Wellness Wednesday: TRIUMPHANT

Imagine for a second that you’re a twelve-year-old girl growing up in an area of Pakistan where the Taliban has banned girls from attending school. Your family manages schools in the region, and you start a blog, writing under a pseudonym for the BBC about life under Taliban occupation and your belief in education for girls. The New York Times makes a documentary about your life, and Desmond Tutu nominates you for the International Children’s Peace Prize.
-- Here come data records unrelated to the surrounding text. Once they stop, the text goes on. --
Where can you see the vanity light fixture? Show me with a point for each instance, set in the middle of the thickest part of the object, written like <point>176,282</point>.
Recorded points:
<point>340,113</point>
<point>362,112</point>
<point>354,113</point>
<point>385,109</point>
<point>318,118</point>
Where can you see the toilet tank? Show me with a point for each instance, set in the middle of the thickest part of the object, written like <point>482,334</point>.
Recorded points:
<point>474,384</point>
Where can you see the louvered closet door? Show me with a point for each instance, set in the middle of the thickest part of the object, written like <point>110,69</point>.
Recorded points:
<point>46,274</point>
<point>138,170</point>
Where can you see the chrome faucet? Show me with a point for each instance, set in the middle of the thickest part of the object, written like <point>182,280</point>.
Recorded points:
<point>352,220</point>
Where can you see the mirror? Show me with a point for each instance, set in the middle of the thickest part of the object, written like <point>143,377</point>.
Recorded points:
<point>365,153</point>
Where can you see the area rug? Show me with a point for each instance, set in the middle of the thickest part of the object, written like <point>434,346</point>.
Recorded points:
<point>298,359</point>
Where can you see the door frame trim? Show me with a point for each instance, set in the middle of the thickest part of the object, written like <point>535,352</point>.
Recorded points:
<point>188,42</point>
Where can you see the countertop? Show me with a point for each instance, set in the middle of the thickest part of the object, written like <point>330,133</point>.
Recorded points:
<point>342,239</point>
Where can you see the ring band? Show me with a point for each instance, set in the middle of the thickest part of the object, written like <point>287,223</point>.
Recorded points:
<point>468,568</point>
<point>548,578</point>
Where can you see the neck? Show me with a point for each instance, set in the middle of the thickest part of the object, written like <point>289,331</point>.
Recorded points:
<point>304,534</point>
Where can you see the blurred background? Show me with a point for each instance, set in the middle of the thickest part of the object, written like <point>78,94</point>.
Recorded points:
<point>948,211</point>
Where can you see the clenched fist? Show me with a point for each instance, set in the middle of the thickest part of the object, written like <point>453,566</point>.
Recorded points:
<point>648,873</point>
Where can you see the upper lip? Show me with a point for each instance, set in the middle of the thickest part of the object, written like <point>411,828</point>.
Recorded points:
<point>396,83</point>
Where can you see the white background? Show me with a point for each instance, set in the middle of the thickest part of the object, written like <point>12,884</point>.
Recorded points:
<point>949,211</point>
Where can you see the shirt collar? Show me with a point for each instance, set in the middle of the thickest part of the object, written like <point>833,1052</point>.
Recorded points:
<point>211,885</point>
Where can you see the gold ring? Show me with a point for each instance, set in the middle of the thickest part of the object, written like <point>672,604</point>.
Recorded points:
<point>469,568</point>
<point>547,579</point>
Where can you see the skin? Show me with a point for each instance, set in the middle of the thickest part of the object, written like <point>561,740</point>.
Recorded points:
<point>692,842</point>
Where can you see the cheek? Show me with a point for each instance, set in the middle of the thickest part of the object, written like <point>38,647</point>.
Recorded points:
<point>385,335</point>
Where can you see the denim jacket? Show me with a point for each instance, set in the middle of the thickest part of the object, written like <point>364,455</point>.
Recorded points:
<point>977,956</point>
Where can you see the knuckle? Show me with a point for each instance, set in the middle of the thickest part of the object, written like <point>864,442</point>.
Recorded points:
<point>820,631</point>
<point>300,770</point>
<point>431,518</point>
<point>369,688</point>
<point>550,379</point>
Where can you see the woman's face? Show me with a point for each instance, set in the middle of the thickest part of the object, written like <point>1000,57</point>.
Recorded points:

Then, when you’re 16 years old, as you’re boarding your school bus, a gunman asks for your name, and click—a bullet hits the left side of your forehead, travels down your face, and into your shoulder. You’re unconscious, in critical condition, and flown to Queen Elizabeth Hospital in England. Your assassination attempt sparks international attention and support. United Nations Special Envoy for Global Education Gordon Brown launches a UN petition in your name. It demands that all children throughout the world be in school by the end of 2015. You make Time magazine’s “The 100 Most Influential People in the World” issues in 2013, 2014, and 2015. In 2014, at 17 years old, you become the youngest Nobel Prize laureate…

It’s hard to believe. It almost reads like fiction. How can one person make such a big difference? Malala Yousafzai did. She was one triumphant girl who inspired her community and eventually the entire world. When I read her words, I wonder how we can be so far removed in this country. I don’t think that means we can’t have goals and dreams as individuals. I just think we cannot forget about each other in the process. We are and always will be one of many.